Financial War on Terrorism

 

Monday  April 21, 2003

Mushtak Parker

LONDON, 21 April 2003 — A fortnight ago in London, the prestigious Royal United Services Institute (RUSI), hosted a conference on “The Financial War on Terrorism: The Contribution of Islamic Banking,” which discussed head-on the progress made in the global war against terrorism financing; redressing the misconceptions especially concerning the Islamic finance industry and charities; and identifying the roots of these misconceptions. The governor of the UAE central bank. Sultan ibn Nasser Al-Suwaidi, revealed that “in connection with the Sept. 11, 2001 terrorist attacks in the US, examinations carried out by our (bank) examiners revealed that financial trails related to terrorist financing went mainly through Western banks, probably because the perpetrators felt that transactions through Western banks would not attract attention.

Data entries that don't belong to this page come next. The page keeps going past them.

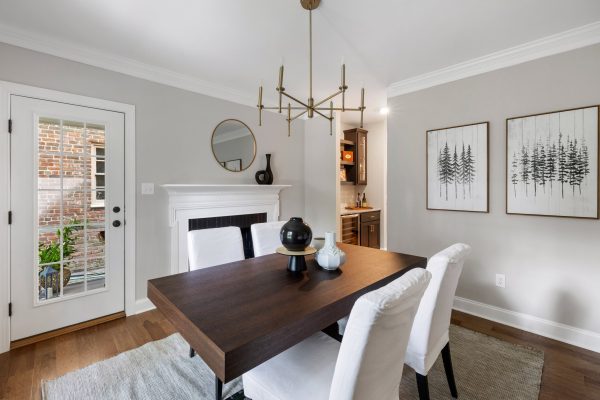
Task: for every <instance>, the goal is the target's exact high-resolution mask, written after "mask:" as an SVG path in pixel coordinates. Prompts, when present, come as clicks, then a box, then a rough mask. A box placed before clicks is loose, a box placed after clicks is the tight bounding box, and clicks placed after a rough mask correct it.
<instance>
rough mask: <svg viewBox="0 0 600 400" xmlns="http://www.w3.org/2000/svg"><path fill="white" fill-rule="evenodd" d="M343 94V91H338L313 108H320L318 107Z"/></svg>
mask: <svg viewBox="0 0 600 400" xmlns="http://www.w3.org/2000/svg"><path fill="white" fill-rule="evenodd" d="M341 93H342V91H341V90H338V91H337V92H335V93H334V94H332V95H331V96H329V97H327V98H325V99H323V100H321V101H319V102H317V103H315V105H314V106H313V107H318V106H320V105H321V104H323V103H325V102H326V101H327V100H331V99H333V98H334V97H335V96H337V95H339V94H341Z"/></svg>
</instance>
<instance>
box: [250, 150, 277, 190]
mask: <svg viewBox="0 0 600 400" xmlns="http://www.w3.org/2000/svg"><path fill="white" fill-rule="evenodd" d="M266 157H267V168H266V169H264V170H260V171H256V174H255V175H254V179H256V183H258V184H259V185H271V184H273V171H272V170H271V155H270V154H266Z"/></svg>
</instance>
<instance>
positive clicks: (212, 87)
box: [0, 24, 256, 107]
mask: <svg viewBox="0 0 600 400" xmlns="http://www.w3.org/2000/svg"><path fill="white" fill-rule="evenodd" d="M0 42H3V43H6V44H10V45H13V46H18V47H23V48H26V49H29V50H34V51H37V52H40V53H45V54H49V55H52V56H56V57H60V58H64V59H67V60H71V61H76V62H79V63H82V64H87V65H91V66H94V67H98V68H102V69H106V70H109V71H114V72H119V73H122V74H125V75H129V76H133V77H136V78H141V79H145V80H147V81H151V82H155V83H160V84H163V85H167V86H172V87H176V88H179V89H184V90H187V91H190V92H195V93H200V94H203V95H207V96H211V97H216V98H218V99H222V100H227V101H231V102H234V103H238V104H243V105H246V106H251V107H256V99H255V98H254V97H252V96H251V95H249V94H248V93H244V92H241V91H238V90H235V89H232V88H230V87H227V86H223V85H219V84H215V83H213V82H208V81H205V80H202V79H199V78H197V77H194V76H190V75H185V74H181V73H179V72H175V71H172V70H169V69H166V68H161V67H157V66H153V65H150V64H146V63H142V62H139V61H136V60H133V59H131V58H127V57H120V56H115V55H112V54H108V53H105V52H101V51H98V50H93V49H89V48H85V47H82V46H78V45H75V44H73V43H69V42H66V41H61V40H58V39H55V38H50V37H48V36H44V35H39V34H34V33H31V32H26V31H24V30H20V29H16V28H14V27H10V26H7V25H4V24H0Z"/></svg>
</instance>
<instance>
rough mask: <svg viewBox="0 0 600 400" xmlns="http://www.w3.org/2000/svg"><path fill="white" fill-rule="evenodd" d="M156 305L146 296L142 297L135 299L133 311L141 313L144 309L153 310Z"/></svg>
mask: <svg viewBox="0 0 600 400" xmlns="http://www.w3.org/2000/svg"><path fill="white" fill-rule="evenodd" d="M155 308H156V306H155V305H154V304H153V303H152V302H151V301H150V300H148V298H147V297H146V298H143V299H139V300H136V301H135V313H136V314H141V313H143V312H146V311H150V310H154V309H155Z"/></svg>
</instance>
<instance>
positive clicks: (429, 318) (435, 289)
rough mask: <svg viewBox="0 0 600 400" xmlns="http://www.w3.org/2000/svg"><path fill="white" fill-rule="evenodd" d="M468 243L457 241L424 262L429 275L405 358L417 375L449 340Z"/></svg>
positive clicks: (424, 371) (405, 360)
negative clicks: (452, 320)
mask: <svg viewBox="0 0 600 400" xmlns="http://www.w3.org/2000/svg"><path fill="white" fill-rule="evenodd" d="M470 252H471V247H470V246H469V245H466V244H462V243H458V244H454V245H452V246H450V247H448V248H447V249H445V250H442V251H441V252H439V253H437V254H436V255H434V256H433V257H431V259H430V260H429V262H428V263H427V271H429V272H431V275H432V278H431V282H430V284H429V286H428V287H427V290H426V291H425V294H424V295H423V299H422V300H421V304H420V306H419V310H418V311H417V315H416V317H415V322H414V324H413V327H412V331H411V334H410V340H409V342H408V348H407V350H406V359H405V362H406V364H407V365H409V366H410V367H411V368H413V369H414V370H415V372H417V373H418V374H420V375H427V373H428V372H429V370H430V369H431V367H432V366H433V364H434V363H435V360H436V359H437V358H438V356H439V355H440V352H441V351H442V349H443V348H444V346H446V344H447V343H448V341H449V337H448V334H449V332H448V330H449V328H450V314H451V312H452V304H453V302H454V294H455V292H456V286H457V285H458V279H459V278H460V274H461V272H462V268H463V264H464V261H465V258H466V257H467V256H468V255H469V254H470Z"/></svg>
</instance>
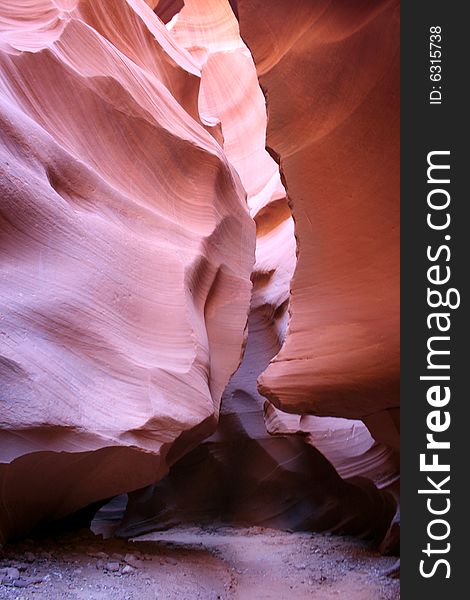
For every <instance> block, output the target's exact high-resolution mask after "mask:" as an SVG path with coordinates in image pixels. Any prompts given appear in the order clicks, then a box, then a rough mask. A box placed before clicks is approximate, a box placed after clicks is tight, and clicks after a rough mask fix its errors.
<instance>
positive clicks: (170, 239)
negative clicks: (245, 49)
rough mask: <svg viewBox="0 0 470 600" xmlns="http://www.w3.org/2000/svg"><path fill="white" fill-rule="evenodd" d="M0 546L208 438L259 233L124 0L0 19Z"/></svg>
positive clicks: (201, 131)
mask: <svg viewBox="0 0 470 600" xmlns="http://www.w3.org/2000/svg"><path fill="white" fill-rule="evenodd" d="M0 42H1V49H2V50H1V54H0V69H1V73H2V77H1V79H0V87H1V119H2V135H1V152H2V175H1V185H2V191H1V195H2V201H1V222H0V227H1V238H0V239H1V241H0V244H1V246H0V247H1V254H2V275H1V277H2V279H1V284H2V285H1V290H2V291H1V293H2V316H1V321H0V325H1V334H2V335H1V336H0V343H1V361H0V369H1V371H0V372H1V379H2V384H3V385H2V392H1V394H2V395H1V417H0V418H1V430H0V446H1V463H2V464H1V465H0V478H1V485H0V514H1V520H0V523H1V525H0V528H1V537H2V538H4V537H7V536H10V535H13V534H16V533H21V532H22V531H26V530H27V529H29V528H31V527H32V526H33V525H34V524H35V523H37V522H39V521H41V520H43V519H48V518H52V517H58V516H62V515H64V514H67V513H69V512H72V511H73V510H76V509H78V508H80V507H82V506H85V505H86V504H89V503H90V502H93V501H95V500H99V499H103V498H108V497H110V496H113V495H115V494H117V493H120V492H124V491H128V490H130V489H136V488H140V487H142V486H144V485H147V484H149V483H151V482H153V481H155V480H156V479H158V478H159V477H161V476H162V475H163V474H164V473H165V472H166V471H167V468H168V464H169V463H171V462H172V461H174V460H176V458H177V457H178V456H179V455H180V454H181V453H183V452H184V451H186V450H187V449H188V448H190V447H191V446H192V445H195V444H196V443H197V442H198V441H200V440H201V439H203V438H204V437H206V436H207V435H209V434H210V433H211V432H212V431H213V430H214V429H215V426H216V422H217V416H218V411H219V401H220V396H221V394H222V391H223V389H224V387H225V385H226V383H227V381H228V379H229V377H230V375H231V374H232V373H233V371H234V370H235V369H236V368H237V366H238V363H239V361H240V359H241V353H242V345H243V342H244V329H245V324H246V318H247V311H248V306H249V301H250V290H251V283H250V274H251V270H252V265H253V261H254V243H255V225H254V223H253V221H252V220H251V219H250V217H249V213H248V210H247V207H246V192H245V190H244V188H243V186H242V184H241V182H240V179H239V176H238V174H237V173H236V171H235V170H234V169H233V168H232V167H231V165H230V164H229V162H228V161H227V158H226V156H225V154H224V152H223V150H222V149H221V147H220V145H219V143H218V142H217V141H216V139H215V137H214V136H213V135H212V134H213V133H214V132H213V131H212V129H213V128H212V126H206V124H204V122H203V119H202V118H201V117H200V115H199V110H198V98H199V93H200V82H201V78H200V76H201V72H200V67H199V65H198V64H197V63H196V61H194V60H193V58H192V57H191V55H190V54H189V53H187V52H186V51H185V50H184V48H182V47H180V46H179V45H178V44H177V43H176V42H175V40H174V38H173V37H172V36H171V35H170V34H169V32H168V31H167V29H166V28H165V26H164V25H163V23H162V22H161V21H160V20H159V19H158V18H157V16H156V15H155V14H154V13H153V12H152V10H151V9H150V8H149V7H148V6H147V5H146V4H145V3H144V2H141V1H140V0H129V1H125V0H117V1H114V2H100V1H92V0H90V1H85V0H84V1H82V2H74V1H70V0H69V1H62V2H52V1H49V0H37V1H34V2H15V3H11V4H10V3H7V4H5V3H4V4H3V5H2V7H1V34H0Z"/></svg>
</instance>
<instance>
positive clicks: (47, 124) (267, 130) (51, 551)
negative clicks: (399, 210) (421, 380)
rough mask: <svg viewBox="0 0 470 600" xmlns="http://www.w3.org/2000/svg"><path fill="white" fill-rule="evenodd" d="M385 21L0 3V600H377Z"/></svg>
mask: <svg viewBox="0 0 470 600" xmlns="http://www.w3.org/2000/svg"><path fill="white" fill-rule="evenodd" d="M396 8H397V3H396V2H395V1H394V0H383V1H381V2H378V3H367V2H366V3H358V6H356V7H354V8H347V7H346V6H345V5H344V3H341V2H335V1H334V0H333V1H329V0H328V1H327V0H319V1H318V2H309V1H308V0H298V1H296V2H295V3H293V4H292V6H289V7H287V5H286V4H285V3H283V2H282V1H281V0H279V1H278V0H276V1H274V2H269V3H268V2H263V1H262V0H238V1H237V2H235V1H234V2H229V1H228V0H185V2H177V1H175V2H173V1H171V0H170V1H167V0H161V1H158V0H148V1H144V0H113V1H112V2H111V0H99V1H95V0H54V1H53V0H32V1H31V0H28V1H26V0H21V1H19V2H18V3H15V5H13V4H10V3H4V4H3V5H2V6H1V7H0V70H1V73H2V77H1V78H0V92H1V103H0V108H1V114H0V118H1V123H2V132H1V138H0V146H1V147H0V151H1V153H2V166H1V169H2V171H1V173H0V183H1V191H2V203H1V214H0V234H1V235H0V252H1V254H2V258H3V257H5V260H2V280H1V283H2V285H1V288H0V292H1V296H0V298H1V302H2V308H1V310H2V312H1V320H0V324H1V332H0V333H1V337H0V342H1V347H0V382H1V384H2V387H1V397H0V402H1V408H2V413H1V420H0V544H3V547H1V548H0V598H8V599H9V598H17V597H18V598H33V597H34V598H48V599H49V598H50V599H51V600H52V599H55V598H72V599H75V598H77V599H78V598H80V599H81V598H87V599H89V600H98V599H101V598H103V599H108V598H118V599H121V598H122V599H129V600H133V599H134V598H136V599H137V598H142V599H146V598H165V599H166V598H169V599H171V598H182V599H183V600H186V599H187V600H190V599H192V598H201V599H202V598H204V599H205V598H214V599H215V598H221V599H222V598H227V599H229V598H239V599H247V600H250V599H253V600H254V599H258V598H280V599H283V598H289V597H290V595H291V594H292V593H295V594H296V596H297V597H299V598H318V599H323V598H325V599H328V598H335V597H341V598H349V599H352V600H356V599H357V600H360V599H363V600H369V599H371V600H372V598H374V599H376V598H377V599H379V600H382V599H383V600H395V599H396V598H398V597H399V586H398V582H397V581H396V580H394V579H391V578H390V577H388V576H387V573H392V572H393V573H395V571H394V570H393V566H394V563H395V558H391V557H385V556H384V554H389V555H390V554H391V555H393V556H395V555H396V554H397V552H398V543H399V510H398V504H399V502H398V497H399V470H398V468H399V460H398V451H399V430H398V415H399V398H398V388H397V381H398V316H397V315H398V309H399V304H398V291H399V288H398V283H397V276H398V272H397V269H398V250H397V241H398V235H399V231H398V225H397V216H398V200H397V198H398V196H397V184H398V173H397V168H396V161H397V148H398V143H397V139H398V138H397V132H398V125H397V115H396V114H395V112H394V111H395V108H394V106H395V104H394V103H396V93H395V91H394V90H395V87H394V86H396V85H397V68H396V57H397V48H398V37H397V32H398V18H397V14H396ZM379 42H380V51H379V52H377V51H376V50H375V49H376V47H377V44H379ZM372 50H373V51H372ZM366 57H369V58H368V59H367V60H366ZM320 532H325V535H322V534H321V533H320ZM331 533H333V534H334V535H333V536H330V534H331ZM28 536H29V537H28ZM342 536H354V538H352V537H342ZM25 537H26V540H25ZM380 552H381V554H380ZM126 556H127V559H126ZM129 556H130V558H129ZM110 565H111V566H110ZM183 578H186V580H183ZM18 590H21V591H20V592H18ZM18 594H19V595H18Z"/></svg>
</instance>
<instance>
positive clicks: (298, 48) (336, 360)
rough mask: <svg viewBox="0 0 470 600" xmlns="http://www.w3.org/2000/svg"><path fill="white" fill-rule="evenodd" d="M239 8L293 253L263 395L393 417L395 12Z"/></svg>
mask: <svg viewBox="0 0 470 600" xmlns="http://www.w3.org/2000/svg"><path fill="white" fill-rule="evenodd" d="M237 4H238V14H239V18H240V30H241V35H242V37H243V39H244V40H245V41H246V43H247V44H248V46H249V48H250V50H251V52H252V54H253V57H254V60H255V63H256V66H257V71H258V75H259V79H260V84H261V86H262V87H263V89H265V91H266V94H267V98H268V105H269V122H268V129H267V143H268V145H269V146H270V147H271V148H273V150H274V151H275V152H276V153H277V154H278V155H279V156H280V162H281V169H282V172H283V174H284V177H285V181H286V184H287V192H288V195H289V200H290V202H291V204H292V210H293V215H294V219H295V221H296V237H297V242H298V251H299V256H298V263H297V268H296V272H295V275H294V278H293V281H292V286H291V303H290V312H291V319H290V322H289V329H288V332H287V337H286V340H285V343H284V345H283V346H282V348H281V350H280V352H279V353H278V354H277V355H276V357H275V358H274V359H273V361H272V362H271V364H270V365H269V367H268V368H267V369H266V371H265V372H264V373H263V375H262V376H261V377H260V380H259V385H260V390H261V392H262V393H263V394H264V395H265V396H267V397H268V398H269V399H270V400H271V401H272V402H273V403H274V404H275V405H276V406H278V407H279V408H282V409H283V410H286V411H289V412H296V413H310V414H315V415H319V416H336V417H348V418H354V419H358V418H367V417H369V416H370V415H377V413H381V412H382V411H394V410H395V409H396V408H397V406H398V398H399V258H398V252H399V243H398V242H399V206H398V201H397V198H398V197H399V167H398V153H399V122H398V119H399V110H398V102H399V62H398V58H399V52H398V44H399V35H398V31H399V30H398V28H399V18H398V17H399V16H398V2H397V1H396V0H381V1H380V2H360V3H354V4H352V3H350V4H347V3H341V2H330V1H329V0H324V1H320V2H308V1H305V0H296V1H295V2H292V3H290V4H289V8H288V9H287V6H286V4H285V3H284V2H282V1H281V0H275V1H273V2H270V3H269V4H268V3H265V2H263V1H262V0H239V1H238V3H237ZM287 81H288V85H286V82H287ZM385 420H387V419H384V420H383V423H385ZM388 421H389V425H390V427H391V428H392V429H393V428H394V426H393V424H392V419H391V418H389V419H388ZM379 429H380V427H379ZM378 434H379V432H378ZM378 437H380V435H378ZM390 437H391V436H389V438H390ZM389 441H390V439H389Z"/></svg>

Charity organizations that used Islamic banks, are those that serve human needs; provide shelter for orphans; education for the poor; and food and clothing for the needy. None of our investigations or those of other concerned foreign government investigating authorities who have asked for our assistance, found a single lapse in this respect at any of our Islamic banks.”

Western experts on Islamic finance such as Stella Cox, director, Dawnay Day Global Investments in London, who manages several billion dollars of Islamic financial investment portfolios, agree that the substance and structure of Islamic financial products have been well scrutinized, with emphasis on commercial viability and risk profile. The competition for Islamic institutional portfolios has been strong. She warns that while investor confidence is not impacted by regulatory and legal compliance (customers are now used to filling in reams of forms and giving photocopies of passports), it “is impacted by unfounded accusations.”

Dr. Ahmad Muhammad Ali, president of the Jeddah-based Islamic Development Bank (IDB), similarly stresses that unless bank regulators and supervisors, banks and law enforcement agencies in different jurisdictions utilize the same tools in effective, systematic and coordinated manners, the abuse of the international payments system cannot be controlled effectively.

The logisitics are daunting. According to David Artingsall of the Terrorist Finance Team at the National Crime Intelligence Service (NCIS) in the UK, global electronic payments total about 212 billion per year; and global cross border electronic payments 2.3 billion. In the UK, investment instruments alone total 200 million plus, and the leading UK financial institution alone has 15 million plus accounts.

Utilizing the same tools is one objective. But others would like to see a new consensus on the very concepts and definitions of ‘terrorism’; ‘charities’; and ‘terrorist funding’, which should transcend the East-West and North-South political and cultural divides. As the saying goes ‘One man’s terrorist is another man’s freedom fighter’. Is someone fighting the forces of occupation in his land or country, for instance, a terrorist? When does the money become ‘terrorist funding’?

The danger is that we might get bogged down in definitions, and lose sight of the wider initiative in reforming the financial systems worldwide, especially in the Muslim countries. The reality of course is that the Muslim countries and the Islamic banking sector are in a position of weakness thanks to 9/11 and the fact that the perpetrators were all Muslim. In anycase, the US, the sole superpower — hurt and humiliated by the events of 9/11 — will not relent, unless and until the menace of terrorism (aimed at it) is defeated and eradicated. The US and its allies, like the war in Iraq has shown, is acting from a position of strength. This is why the Bush administration can push through new extra territoriality requirements in its controversial US Patriots Act.

Yes, Islamic banking is a faith-based industry and that compliance is not only a legal requirement, but also a Shariah requirement as Islamic banks are under a moral and Shariah obligation to refrain from handling funds which are suspect. But Islamic banking has had its share of scandals, and corruption is entrenched in countless Muslim countries as it is in many other countries including the industrialized ones, albeit in more subtle ways.

On the other hand, Muslims are currently caught in a ‘Catch 22’ — failure to reign in the extremists and the militants — will ensure that the war on terrorism in all its manifestations will continue and the spotlight on the Muslims will intensify further. The irony of course is that in the sphere of terrorist financing, there has been a massive over-reaction, for both regulators, enforcement agencies, and bankers agree that terrorist financing constitute a miniscule proportion of money laundering, which is overwhelmingly dominated by proceeds from drug pedaling; tax evasion; and funds stashed away by corrupt politicians. After all, it took only an estimated $200,000 to finance the horrific terrorist acts on 9/11.